Department of Preventive Medicine, University of Tennessee Health Science Center, Memphis, Tennessee, United States of America.
Monash Bioinformatics Platform, Monash University, Clayton VIC, Australia.
PLoS One. 2018 Mar 12;13(3):e0193496. doi: 10.1371/journal.pone.0193496. eCollection 2018.

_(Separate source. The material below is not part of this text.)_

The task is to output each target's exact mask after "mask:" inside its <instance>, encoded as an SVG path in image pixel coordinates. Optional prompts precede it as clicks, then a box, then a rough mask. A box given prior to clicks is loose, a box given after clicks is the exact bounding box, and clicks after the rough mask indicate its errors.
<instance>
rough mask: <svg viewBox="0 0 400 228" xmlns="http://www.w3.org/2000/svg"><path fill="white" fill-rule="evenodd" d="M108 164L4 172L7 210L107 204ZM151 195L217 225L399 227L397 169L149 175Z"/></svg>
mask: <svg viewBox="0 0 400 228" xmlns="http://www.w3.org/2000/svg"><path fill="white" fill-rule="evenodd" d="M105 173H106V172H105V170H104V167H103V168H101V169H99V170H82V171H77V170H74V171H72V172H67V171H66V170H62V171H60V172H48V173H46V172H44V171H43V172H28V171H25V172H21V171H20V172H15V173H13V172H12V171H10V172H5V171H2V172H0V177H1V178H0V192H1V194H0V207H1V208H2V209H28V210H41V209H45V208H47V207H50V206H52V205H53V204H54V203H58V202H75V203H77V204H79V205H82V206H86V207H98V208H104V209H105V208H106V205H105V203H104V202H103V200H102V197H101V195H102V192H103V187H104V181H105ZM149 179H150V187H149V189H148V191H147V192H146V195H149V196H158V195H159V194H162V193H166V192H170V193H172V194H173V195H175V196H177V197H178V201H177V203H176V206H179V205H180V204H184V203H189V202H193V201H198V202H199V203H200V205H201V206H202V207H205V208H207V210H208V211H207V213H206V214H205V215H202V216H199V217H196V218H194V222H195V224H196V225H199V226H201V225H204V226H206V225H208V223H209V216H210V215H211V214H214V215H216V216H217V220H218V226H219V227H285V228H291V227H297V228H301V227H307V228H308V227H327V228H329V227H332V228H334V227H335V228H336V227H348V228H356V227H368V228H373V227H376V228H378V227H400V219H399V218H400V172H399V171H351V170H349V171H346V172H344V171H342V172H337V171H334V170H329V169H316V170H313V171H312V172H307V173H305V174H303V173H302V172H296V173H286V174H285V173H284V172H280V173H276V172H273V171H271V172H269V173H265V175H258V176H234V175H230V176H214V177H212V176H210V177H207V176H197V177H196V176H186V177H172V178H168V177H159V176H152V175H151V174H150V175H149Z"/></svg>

The Illumina Infinium MethylationEPIC provides an efficient platform for profiling DNA methylation in humans at over 850,000 CpGs. Model organisms such as mice do not currently benefit from an equivalent array. Here we used this array to measure DNA methylation in mice. We defined probes targeting conserved regions and performed differential methylation analysis and compared between the array-based assay and affinity-based DNA sequencing of methyl-CpGs (MBD-seq) and reduced representation bisulfite sequencing. Mouse samples consisted of 11 liver DNA from two strains, C57BL/6J (B6) and DBA/2J (D2), that varied widely in age. Linear regression was applied to detect differential methylation. In total, 13,665 probes (1.6% of total probes) aligned to conserved CpGs. Beta-values (β-value) for these probes showed a distribution similar to that in humans. Overall, there was high concordance in methylation signal between the EPIC array and MBD-seq (Pearson correlation r = 0.70, p-value < 0.0001). However, the EPIC probes had higher quantitative sensitivity at CpGs that are hypo- (β-value < 0.3) or hypermethylated (β-value > 0.7). In terms of differential methylation, no EPIC probe detected a significant difference between age groups at a Benjamini-Hochberg threshold of 10%, and the MBD-seq performed better at detecting age-dependent change in methylation. However, the top most significant probe for age (cg13269407; uncorrected p-value = 1.8 x 10-5) is part of the clock CpGs used to estimate the human epigenetic age. For strain, 219 EPIC probes detected significant differential methylation (FDR cutoff 10%) with ~80% CpGs associated with higher methylation in D2. This higher methylation profile in D2 compared to B6 was also replicated by the MBD-seq data. To summarize, we found only a small subset of EPIC probes that target conserved sites. However, for this small subset the array provides a reliable assay of DNA methylation and can be effectively used to measure differential methylation in mice.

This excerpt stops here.